With an estimated 19.4 million adults with DM in Pakistan, there is an important opportunity for finding undiagnosed cases of TB by incorporating TB screening within DM services [2]. Lack of awareness of the increased risk of TB among individuals with DM, especially in the private sector needs to be therefore urgently addressed. This may be challenging, as unlike TB, there is no vertical disease program targeting non-communicable disease (NCDs) in the country. Pakistan was one of the first low-income countries to formulate a comprehensive National Action Plan to address NCDs, but it is yet to be implemented [23]. Training, incentives for referrals and continuous engagement of private-practitioners may facilitate TB screening in DM services. Our study supports the use of chest X-ray for TB screening in individuals with DM in high TB burden settings. While providers frequently refer patients for screening for diabetic neuropathy, diabetic nephropathy and dyslipidemia, TB could be included as an important complication of diabetes. The use of new technologies such as computer-aided detection software can facilities this process. Multi-disciplinary advocacy efforts including collaboration with diabetes professional associations and the pharmaceutical industry are required to increase awareness of TB-DM co-morbidity, combined with initiatives by NTPs to target individuals with diabetes as a high-risk group to be screened.

Limitations

It is likely that providers referred diabetics for TB screening that had symptoms of TB or had other risk factors, resulting in selection bias.
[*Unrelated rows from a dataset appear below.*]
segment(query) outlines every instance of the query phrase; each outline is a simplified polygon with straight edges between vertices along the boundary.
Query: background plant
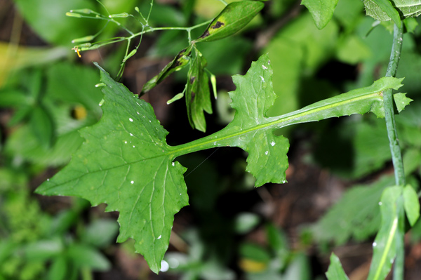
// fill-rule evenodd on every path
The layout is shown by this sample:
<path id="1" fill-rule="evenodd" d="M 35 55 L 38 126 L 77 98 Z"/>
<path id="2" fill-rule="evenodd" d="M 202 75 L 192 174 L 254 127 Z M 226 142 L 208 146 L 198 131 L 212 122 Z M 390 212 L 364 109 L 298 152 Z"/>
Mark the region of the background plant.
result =
<path id="1" fill-rule="evenodd" d="M 156 7 L 156 6 L 155 6 L 155 8 Z M 275 6 L 275 7 L 276 7 L 276 6 Z M 337 10 L 337 12 L 338 11 L 341 11 L 340 8 L 340 6 L 338 6 L 338 9 Z M 347 8 L 345 10 L 346 10 L 347 11 L 352 11 L 352 9 L 350 9 L 349 7 L 347 7 Z M 356 10 L 357 10 L 357 9 L 356 9 Z M 356 18 L 362 18 L 362 16 L 360 14 L 359 14 L 358 13 L 356 13 L 356 14 L 358 14 L 359 15 L 357 17 L 356 17 Z M 312 78 L 312 76 L 314 74 L 314 73 L 317 73 L 317 75 L 319 75 L 319 73 L 321 73 L 320 72 L 321 66 L 325 65 L 326 61 L 331 60 L 332 58 L 331 58 L 332 54 L 336 55 L 336 53 L 335 51 L 333 51 L 333 52 L 322 51 L 322 52 L 319 52 L 319 53 L 314 52 L 314 51 L 317 50 L 317 48 L 316 48 L 316 46 L 317 46 L 317 45 L 315 45 L 314 44 L 314 38 L 308 38 L 309 34 L 313 34 L 315 33 L 314 32 L 312 31 L 312 29 L 311 29 L 311 28 L 312 28 L 311 27 L 314 24 L 312 22 L 311 18 L 309 18 L 308 15 L 305 15 L 305 14 L 302 15 L 302 16 L 299 17 L 297 19 L 297 20 L 294 20 L 293 22 L 292 22 L 290 23 L 290 25 L 288 25 L 289 29 L 287 28 L 287 29 L 282 30 L 280 32 L 280 35 L 279 36 L 275 37 L 275 38 L 279 38 L 279 39 L 276 40 L 274 38 L 274 39 L 271 41 L 271 42 L 272 41 L 275 42 L 275 44 L 272 45 L 272 48 L 275 48 L 275 46 L 276 46 L 277 48 L 283 48 L 283 49 L 289 51 L 289 52 L 279 51 L 279 53 L 280 53 L 281 54 L 286 53 L 286 55 L 285 55 L 284 58 L 281 55 L 279 55 L 280 60 L 281 59 L 291 58 L 298 58 L 296 60 L 293 60 L 296 61 L 295 62 L 296 67 L 290 67 L 290 69 L 288 69 L 289 71 L 288 72 L 288 73 L 290 73 L 290 74 L 295 75 L 295 76 L 295 76 L 295 78 L 294 79 L 286 79 L 286 77 L 282 76 L 282 75 L 281 75 L 281 78 L 274 79 L 274 87 L 276 88 L 276 82 L 279 81 L 281 79 L 283 79 L 284 81 L 287 81 L 287 83 L 283 84 L 283 85 L 286 86 L 285 88 L 291 88 L 292 89 L 291 91 L 288 91 L 288 93 L 291 93 L 291 95 L 293 95 L 292 94 L 293 93 L 300 93 L 300 92 L 305 92 L 306 91 L 305 88 L 305 88 L 305 86 L 301 86 L 301 84 L 304 84 L 304 85 L 308 84 L 309 88 L 313 88 L 314 86 L 312 86 L 312 85 L 316 84 L 317 84 L 319 86 L 320 85 L 323 86 L 324 87 L 323 88 L 329 88 L 329 87 L 330 87 L 329 88 L 329 90 L 325 91 L 325 93 L 328 93 L 330 91 L 331 93 L 328 93 L 328 94 L 333 94 L 335 93 L 336 88 L 340 88 L 340 86 L 343 86 L 343 84 L 341 84 L 340 86 L 338 84 L 333 85 L 333 86 L 332 86 L 331 84 L 329 84 L 328 83 L 325 83 L 323 85 L 323 82 L 321 82 L 320 80 L 316 80 L 314 78 Z M 337 27 L 339 26 L 341 26 L 341 27 L 345 26 L 345 24 L 342 25 L 342 23 L 340 24 L 340 25 L 338 25 L 338 22 L 340 22 L 340 20 L 339 20 L 339 18 L 341 18 L 341 17 L 338 16 L 338 20 L 335 19 L 335 22 L 331 22 L 330 23 L 329 23 L 329 25 L 328 25 L 326 26 L 326 27 L 324 29 L 323 29 L 322 32 L 324 32 L 324 34 L 328 36 L 326 36 L 324 38 L 320 38 L 321 44 L 324 44 L 324 46 L 323 47 L 324 48 L 321 48 L 320 50 L 335 50 L 335 49 L 336 49 L 336 48 L 338 48 L 338 50 L 340 50 L 342 52 L 342 54 L 339 53 L 339 52 L 338 52 L 338 54 L 336 55 L 336 56 L 338 58 L 340 58 L 340 60 L 342 60 L 345 61 L 347 59 L 349 61 L 347 61 L 347 63 L 350 63 L 350 64 L 355 63 L 355 62 L 351 61 L 352 59 L 349 58 L 349 55 L 346 55 L 344 54 L 344 53 L 347 53 L 346 52 L 344 53 L 344 51 L 343 51 L 344 49 L 346 49 L 345 46 L 347 46 L 347 47 L 352 46 L 351 49 L 354 51 L 354 50 L 355 50 L 355 46 L 364 46 L 364 44 L 360 44 L 361 41 L 359 43 L 359 40 L 361 40 L 361 39 L 359 39 L 358 35 L 356 35 L 356 34 L 354 33 L 354 32 L 353 31 L 353 32 L 349 32 L 348 34 L 348 35 L 347 35 L 347 36 L 342 37 L 342 38 L 345 38 L 345 39 L 343 41 L 345 43 L 342 43 L 342 44 L 340 45 L 340 47 L 336 46 L 336 44 L 338 44 L 338 34 L 340 34 L 342 33 L 339 32 L 339 29 L 338 29 L 338 28 L 335 29 L 335 26 Z M 345 18 L 342 17 L 342 18 Z M 368 25 L 369 25 L 370 24 L 368 22 L 367 23 L 368 23 Z M 332 27 L 331 27 L 332 25 L 333 25 L 333 28 L 332 28 Z M 352 25 L 351 25 L 351 26 L 352 26 Z M 303 27 L 306 27 L 306 28 L 302 28 Z M 295 27 L 295 29 L 294 29 L 294 27 Z M 376 32 L 377 32 L 377 33 L 379 32 L 380 28 L 380 27 L 377 27 L 376 29 L 375 29 L 373 31 L 372 34 L 368 38 L 370 38 L 370 36 L 375 36 Z M 326 30 L 326 29 L 328 29 L 328 32 L 325 31 L 325 30 Z M 364 31 L 364 29 L 363 28 L 361 28 L 361 31 L 363 32 L 364 33 L 368 29 L 368 28 L 366 28 L 365 31 Z M 289 34 L 288 32 L 288 30 L 290 30 Z M 349 27 L 349 30 L 354 30 L 354 29 L 352 29 L 352 27 Z M 183 32 L 185 32 L 185 31 L 183 31 Z M 200 33 L 201 33 L 201 32 L 200 32 Z M 200 33 L 198 34 L 198 36 L 200 36 Z M 322 33 L 319 33 L 319 34 L 322 34 Z M 82 36 L 83 36 L 85 34 L 82 34 Z M 335 34 L 336 34 L 336 35 L 335 35 Z M 383 35 L 379 35 L 379 37 L 377 37 L 377 38 L 384 38 L 384 36 L 387 36 L 386 34 L 387 34 L 387 32 L 384 33 Z M 335 36 L 333 36 L 333 35 L 335 35 Z M 300 39 L 300 36 L 301 36 L 302 39 Z M 183 40 L 185 40 L 185 36 L 184 38 L 185 39 Z M 329 40 L 326 41 L 326 38 L 330 38 L 330 41 L 329 41 Z M 352 39 L 348 39 L 348 38 L 352 38 Z M 355 39 L 355 38 L 356 38 L 356 39 Z M 373 38 L 373 37 L 371 37 L 371 38 Z M 310 41 L 310 39 L 313 39 L 312 42 L 312 41 Z M 373 40 L 373 41 L 375 41 L 376 40 Z M 377 39 L 377 41 L 380 41 L 381 40 L 380 39 Z M 291 44 L 290 44 L 291 41 L 294 42 L 293 45 L 291 45 Z M 295 42 L 297 42 L 297 43 L 295 43 Z M 329 45 L 329 42 L 330 42 L 331 45 Z M 366 42 L 367 42 L 367 41 L 363 41 L 363 43 L 366 43 Z M 210 43 L 209 43 L 209 44 L 210 44 Z M 205 46 L 205 43 L 203 43 L 203 46 Z M 367 45 L 366 45 L 366 46 Z M 368 44 L 368 46 L 370 46 L 370 45 Z M 405 46 L 405 44 L 403 46 Z M 413 48 L 414 46 L 415 45 L 413 45 Z M 299 47 L 297 47 L 297 46 L 299 46 Z M 182 48 L 183 48 L 183 47 L 184 47 L 184 46 L 182 46 Z M 388 49 L 386 50 L 386 48 L 388 48 Z M 279 48 L 279 49 L 282 49 L 282 48 Z M 377 48 L 374 47 L 373 49 L 378 51 L 378 47 L 377 47 Z M 180 48 L 178 50 L 174 51 L 174 52 L 175 52 L 174 55 L 175 55 L 177 54 L 177 53 L 179 51 L 179 50 L 180 50 Z M 361 84 L 364 85 L 364 86 L 368 86 L 368 85 L 370 84 L 371 81 L 373 79 L 375 79 L 374 78 L 370 78 L 370 74 L 373 74 L 373 73 L 374 72 L 373 71 L 370 70 L 370 65 L 372 67 L 371 69 L 375 69 L 375 67 L 377 67 L 377 68 L 379 67 L 379 65 L 381 65 L 381 63 L 380 63 L 379 58 L 377 58 L 377 60 L 370 60 L 367 59 L 367 58 L 369 57 L 368 53 L 370 53 L 370 51 L 367 51 L 367 50 L 368 50 L 367 48 L 362 47 L 361 48 L 360 51 L 359 51 L 359 52 L 353 51 L 353 53 L 352 53 L 354 56 L 357 57 L 356 58 L 352 58 L 352 60 L 355 60 L 354 61 L 361 62 L 363 60 L 366 60 L 366 61 L 368 61 L 367 62 L 363 62 L 364 67 L 363 67 L 364 71 L 366 71 L 366 73 L 364 74 L 361 74 L 360 78 L 361 78 L 361 79 L 359 79 L 357 80 L 357 83 L 358 82 L 361 83 Z M 390 51 L 389 46 L 385 46 L 385 53 L 387 53 Z M 409 53 L 410 53 L 410 52 L 414 51 L 413 50 L 415 50 L 415 48 L 411 49 L 410 48 L 407 48 L 406 50 L 409 51 Z M 201 50 L 201 51 L 202 51 L 203 53 L 206 56 L 205 52 L 203 51 L 202 50 Z M 358 54 L 358 55 L 355 55 L 356 53 Z M 326 55 L 321 55 L 321 54 L 324 54 L 324 53 L 328 53 L 328 55 L 327 55 L 324 58 L 323 58 L 323 56 Z M 364 53 L 365 53 L 365 55 L 364 55 Z M 379 55 L 378 55 L 379 57 L 381 57 L 381 55 L 380 55 L 378 51 L 376 52 L 375 53 Z M 403 55 L 404 53 L 405 53 L 405 50 L 404 50 L 404 52 L 403 53 Z M 416 55 L 417 55 L 416 52 L 415 52 L 414 53 L 415 53 L 414 56 L 412 58 L 412 59 L 410 59 L 410 60 L 411 62 L 416 61 L 416 60 L 413 59 L 413 58 L 416 57 Z M 83 53 L 82 53 L 82 55 L 83 55 Z M 269 55 L 270 55 L 270 53 L 269 53 Z M 312 55 L 313 55 L 313 56 L 312 56 Z M 359 57 L 359 55 L 360 57 Z M 366 55 L 366 57 L 364 57 L 364 55 Z M 388 56 L 388 55 L 387 56 Z M 385 59 L 383 58 L 386 61 L 388 60 L 388 58 L 387 56 L 386 56 Z M 278 57 L 278 56 L 276 56 L 276 57 Z M 120 56 L 120 59 L 121 59 L 121 55 Z M 208 57 L 206 57 L 206 58 L 208 58 Z M 372 57 L 370 57 L 370 58 L 372 58 Z M 316 58 L 316 59 L 315 60 L 314 58 Z M 211 60 L 209 60 L 208 58 L 208 60 L 209 63 L 210 63 L 210 62 L 212 61 Z M 293 60 L 290 59 L 290 61 L 291 61 L 291 60 Z M 370 61 L 368 61 L 368 60 L 370 60 Z M 128 61 L 130 62 L 130 60 Z M 276 59 L 274 59 L 274 58 L 271 57 L 271 62 L 272 62 L 272 66 L 274 67 L 275 67 Z M 283 60 L 283 62 L 285 64 L 285 60 Z M 294 64 L 288 63 L 288 65 L 294 65 Z M 118 69 L 119 67 L 117 67 L 116 68 Z M 280 68 L 281 69 L 283 69 L 283 67 L 281 67 Z M 368 70 L 367 70 L 367 69 L 368 69 Z M 215 73 L 215 71 L 212 70 L 212 72 L 213 73 Z M 276 75 L 276 68 L 275 68 L 274 73 Z M 178 73 L 177 73 L 177 74 L 178 74 Z M 234 74 L 234 73 L 232 73 L 232 74 Z M 364 79 L 366 81 L 366 82 L 363 81 Z M 407 79 L 408 79 L 408 77 L 404 82 L 404 84 L 406 84 L 405 86 L 406 86 L 406 80 Z M 300 81 L 304 81 L 306 82 L 300 83 Z M 312 84 L 312 83 L 313 83 L 313 84 Z M 326 86 L 326 84 L 328 85 L 328 86 Z M 288 86 L 288 85 L 290 85 L 290 88 L 286 87 L 286 86 Z M 350 86 L 350 88 L 358 87 L 358 86 Z M 181 91 L 181 90 L 180 90 L 180 91 Z M 279 91 L 275 91 L 277 93 L 279 92 Z M 347 90 L 346 89 L 345 90 L 343 90 L 343 89 L 339 90 L 339 92 L 344 92 L 344 91 L 347 91 Z M 281 92 L 283 92 L 283 91 L 282 91 Z M 221 95 L 221 96 L 223 96 L 223 95 Z M 294 96 L 295 96 L 295 95 L 294 95 Z M 298 104 L 298 102 L 297 101 L 300 99 L 298 99 L 294 96 L 293 96 L 293 98 L 284 98 L 282 100 L 283 101 L 288 100 L 288 102 L 281 102 L 281 103 L 282 103 L 281 105 L 284 105 L 283 103 L 286 103 L 286 104 L 289 105 L 290 107 L 288 108 L 288 111 L 291 110 L 291 109 L 290 109 L 290 108 L 292 108 L 290 107 L 291 105 L 293 105 L 295 104 L 297 106 L 297 107 L 295 109 L 298 109 L 298 107 L 302 106 L 300 104 Z M 313 97 L 312 100 L 312 98 L 307 98 L 307 101 L 305 101 L 305 102 L 307 102 L 307 104 L 308 104 L 308 103 L 311 102 L 312 101 L 316 101 L 316 100 L 319 100 L 319 98 L 316 98 L 315 97 Z M 279 99 L 278 99 L 278 100 L 279 100 Z M 219 99 L 218 99 L 218 102 L 220 102 Z M 302 102 L 302 101 L 299 101 L 299 102 Z M 306 105 L 306 104 L 305 103 L 304 105 Z M 286 107 L 288 107 L 288 106 L 286 106 Z M 410 108 L 411 107 L 410 107 L 409 108 Z M 281 106 L 278 106 L 278 107 L 275 106 L 274 108 L 276 109 L 279 109 L 280 111 L 282 110 Z M 274 116 L 278 114 L 278 113 L 276 112 L 275 109 L 272 109 L 274 110 L 274 112 L 275 112 L 274 113 L 273 113 Z M 407 109 L 406 111 L 407 111 L 408 109 Z M 403 113 L 405 113 L 406 111 L 403 111 Z M 281 113 L 282 112 L 281 112 L 280 114 L 281 114 Z M 367 117 L 364 117 L 364 119 L 367 119 Z M 346 126 L 348 126 L 347 129 L 340 130 L 340 131 L 347 131 L 348 133 L 349 133 L 349 134 L 347 135 L 347 133 L 345 133 L 342 136 L 340 136 L 340 139 L 342 139 L 342 140 L 346 139 L 345 137 L 349 137 L 349 139 L 355 139 L 354 140 L 352 140 L 352 141 L 354 141 L 353 142 L 358 143 L 358 145 L 348 145 L 347 146 L 347 147 L 354 147 L 354 148 L 352 148 L 352 149 L 356 151 L 356 154 L 355 154 L 356 155 L 366 154 L 363 152 L 364 151 L 364 149 L 363 149 L 364 145 L 363 145 L 363 143 L 366 144 L 366 142 L 367 142 L 366 140 L 368 138 L 368 139 L 371 139 L 371 138 L 369 136 L 365 136 L 365 135 L 368 135 L 368 132 L 372 132 L 373 128 L 377 127 L 376 126 L 377 126 L 378 127 L 381 127 L 380 124 L 381 124 L 381 123 L 377 123 L 377 121 L 375 121 L 374 120 L 370 120 L 368 119 L 366 119 L 368 121 L 368 124 L 364 124 L 364 125 L 362 125 L 362 124 L 357 125 L 359 121 L 361 121 L 361 120 L 359 121 L 358 119 L 356 119 L 355 118 L 354 118 L 352 121 L 348 121 L 347 124 L 345 124 Z M 326 124 L 326 122 L 325 122 L 325 124 Z M 414 129 L 414 128 L 417 128 L 417 124 L 415 123 L 414 123 L 413 121 L 406 122 L 406 125 L 408 126 L 407 128 L 403 128 L 406 131 L 409 132 L 410 133 L 413 133 L 413 133 L 416 134 L 417 131 L 419 131 L 419 129 Z M 326 128 L 323 128 L 323 126 L 324 126 L 324 125 L 323 124 L 321 124 L 320 126 L 321 126 L 322 129 L 324 129 L 324 130 L 327 129 Z M 319 131 L 320 126 L 319 126 L 319 128 L 317 128 L 316 126 L 314 126 L 314 128 L 312 128 L 313 131 Z M 308 130 L 309 128 L 311 128 L 311 126 L 307 126 L 306 128 Z M 380 130 L 381 129 L 379 128 L 379 132 L 378 132 L 379 135 L 381 135 L 381 132 L 380 131 Z M 352 133 L 353 131 L 356 132 L 355 134 L 354 134 Z M 330 133 L 330 134 L 332 134 L 332 133 Z M 335 133 L 333 133 L 333 134 L 335 134 Z M 316 135 L 317 133 L 316 133 L 314 135 Z M 319 142 L 320 143 L 324 143 L 326 140 L 326 133 L 321 133 L 321 135 L 325 135 L 325 140 L 322 140 L 322 139 L 321 138 L 320 140 L 318 140 L 318 141 L 320 141 Z M 351 136 L 353 135 L 355 135 L 356 136 Z M 171 136 L 171 134 L 170 134 L 169 136 Z M 333 135 L 333 136 L 335 136 L 335 135 Z M 379 137 L 378 139 L 383 139 L 383 138 L 382 137 Z M 416 138 L 414 139 L 416 139 Z M 328 140 L 330 140 L 330 139 L 328 138 Z M 177 141 L 179 141 L 179 140 L 177 140 Z M 185 141 L 183 141 L 183 142 L 185 142 Z M 332 141 L 332 142 L 338 142 L 338 141 Z M 342 141 L 342 142 L 343 142 L 343 141 Z M 410 143 L 410 144 L 408 144 L 408 147 L 412 148 L 413 151 L 416 151 L 417 144 L 415 143 L 413 140 L 408 141 L 408 142 Z M 319 145 L 319 147 L 320 147 L 320 146 L 321 145 Z M 387 151 L 387 143 L 386 141 L 386 149 L 385 149 L 386 151 Z M 330 145 L 330 147 L 331 147 L 331 145 Z M 377 145 L 375 145 L 375 147 L 376 147 L 376 148 L 378 147 L 379 151 L 382 151 L 381 147 L 385 147 L 385 146 Z M 406 147 L 404 147 L 404 148 L 406 148 Z M 368 148 L 368 149 L 370 149 L 370 148 Z M 410 151 L 410 149 L 408 149 L 408 151 Z M 383 149 L 382 151 L 385 151 L 385 149 Z M 359 154 L 359 153 L 361 153 L 361 154 Z M 13 154 L 9 154 L 13 155 Z M 352 164 L 352 165 L 348 164 L 348 165 L 344 166 L 343 164 L 342 165 L 335 164 L 335 159 L 330 159 L 326 160 L 326 156 L 321 156 L 321 155 L 323 156 L 323 154 L 326 155 L 326 153 L 324 153 L 324 154 L 323 152 L 319 152 L 319 154 L 316 153 L 315 157 L 314 157 L 313 161 L 316 161 L 318 159 L 321 159 L 321 157 L 324 157 L 321 160 L 321 164 L 323 165 L 324 165 L 325 166 L 329 166 L 329 165 L 333 165 L 335 167 L 335 171 L 339 172 L 339 173 L 342 174 L 342 175 L 346 175 L 348 178 L 349 178 L 350 176 L 353 176 L 353 178 L 359 178 L 359 176 L 361 177 L 361 174 L 362 175 L 368 174 L 370 172 L 370 171 L 368 171 L 368 170 L 370 170 L 370 169 L 378 170 L 378 168 L 381 168 L 384 166 L 383 163 L 385 162 L 386 161 L 387 161 L 387 158 L 386 156 L 385 156 L 384 158 L 382 157 L 380 159 L 377 159 L 377 157 L 376 156 L 376 159 L 375 159 L 376 161 L 375 162 L 373 161 L 372 157 L 366 156 L 364 159 L 363 157 L 361 157 L 361 156 L 355 156 L 355 159 L 358 159 L 359 161 L 356 161 L 356 160 L 349 161 L 349 162 L 353 163 L 353 164 Z M 413 153 L 408 152 L 408 154 L 412 155 L 412 154 L 413 154 Z M 414 158 L 416 159 L 416 156 L 415 156 Z M 210 159 L 208 159 L 207 161 L 208 161 Z M 415 161 L 409 160 L 408 161 L 410 163 L 413 163 L 413 166 L 414 166 L 413 168 L 413 170 L 417 171 L 417 164 L 416 164 L 417 161 L 416 160 Z M 200 162 L 199 162 L 199 164 L 200 164 Z M 373 165 L 373 164 L 374 164 L 374 165 Z M 197 164 L 196 164 L 196 165 Z M 364 165 L 366 165 L 366 168 L 363 167 Z M 194 166 L 194 165 L 193 165 L 193 166 Z M 352 166 L 355 166 L 355 167 L 352 168 Z M 356 168 L 358 168 L 358 169 L 356 169 Z M 358 171 L 358 170 L 359 170 L 359 171 Z M 354 173 L 354 175 L 351 175 L 352 173 L 350 173 L 349 171 L 351 171 L 351 172 Z M 362 172 L 361 172 L 361 171 L 362 171 Z M 410 172 L 409 173 L 410 173 Z M 415 180 L 415 182 L 416 182 L 416 180 Z M 413 183 L 413 182 L 411 182 Z M 189 187 L 189 185 L 188 182 L 187 182 L 187 185 Z M 194 200 L 192 199 L 191 203 Z M 375 203 L 373 204 L 375 205 L 377 204 L 377 202 L 378 202 L 378 201 L 375 201 Z M 203 236 L 203 234 L 201 234 L 201 235 Z M 266 259 L 266 260 L 267 260 L 267 259 Z M 267 262 L 267 261 L 265 261 L 265 262 Z M 263 262 L 263 263 L 267 263 L 265 262 Z M 276 271 L 276 269 L 275 269 L 275 271 Z M 275 274 L 276 274 L 276 272 L 275 272 Z"/>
The study results may also have been confounded by other risk factors associated with TB among individuals with DM such as access to healthcare, level of glycemic control, compliance with DM medication as well as environmental factors such as smoking. In addition, we did not quantify the duration of DM among those screened for TB.

Conclusion

This study provides evidence for engagement of private sector in finding missing cases of TB and DM through systematic bi-directional screening approaches. Given the high prevalence of undiagnosed DM in TB patients, there is a need to scale-up the availability of DM testing and treatment services in TB facilities. A high yield for TB was identified among diabetics and pre-diabetics in our study population. There is an urgent need to address the lack of sensitization among the private providers about the risk of TB among diabetics, due to which TB cases among diabetics are frequently missed. Multi-disciplinary advocacy efforts including collaboration with diabetes professional associations and the pharmaceutical industry are required to increase awareness of the TB-DM co-morbidity.